The first track off of the EP, “I Need You In My Life,” is Wenzel’s favorite. He said that he thought that one came together the best, especially when you have to make compromise when you are just one person recording the tracks yourself. “Songs don’t always come out how you want them to and I think that one was the most cohesive and made the most sense,” said Wenzel.

He says that the biggest challenge in releasing new music while being a student is managing the time. With this EP, Wenzel had done most of the leg work of writing the songs and had a plan for how to record it and get it done, but since then he says he has not kept on top of his music as much because he is currently working two jobs and has a girlfriend.

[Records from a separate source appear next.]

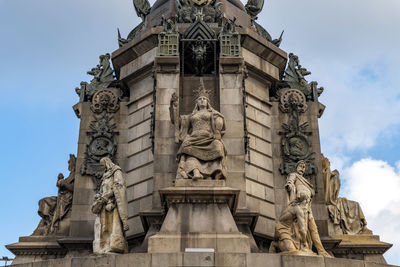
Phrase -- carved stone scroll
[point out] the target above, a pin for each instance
(295, 142)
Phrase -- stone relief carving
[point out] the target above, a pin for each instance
(142, 8)
(105, 101)
(346, 216)
(168, 39)
(210, 10)
(295, 142)
(229, 39)
(202, 154)
(295, 78)
(111, 208)
(102, 78)
(296, 232)
(101, 142)
(55, 210)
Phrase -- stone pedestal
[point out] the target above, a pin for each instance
(200, 215)
(361, 247)
(36, 248)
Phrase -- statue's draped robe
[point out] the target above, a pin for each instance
(346, 215)
(64, 199)
(112, 215)
(289, 230)
(202, 145)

If Wenzel were to do it again, he said that he would have tried to find more help with the promo for his EP instead of trying to do it all by himself. He would want to delegate more so he would not have to be sending all the emails himself and be able to push more promo with the additional help.

Wenzel said, “Getting out there is the cool part!” His advice to other student musicians is to play shows. Based off the lessons learned from his own experience, he also encouraged spreading out work between a team of people you can rely on so you can do more.

He is excited to graduate so that he will no longer have to deal with the dread and guilt of the school readings and projects he should be doing instead of making music. Wenzel is looking forward to releasing more music in the future, collaborating with others and interning for Pandora this summer.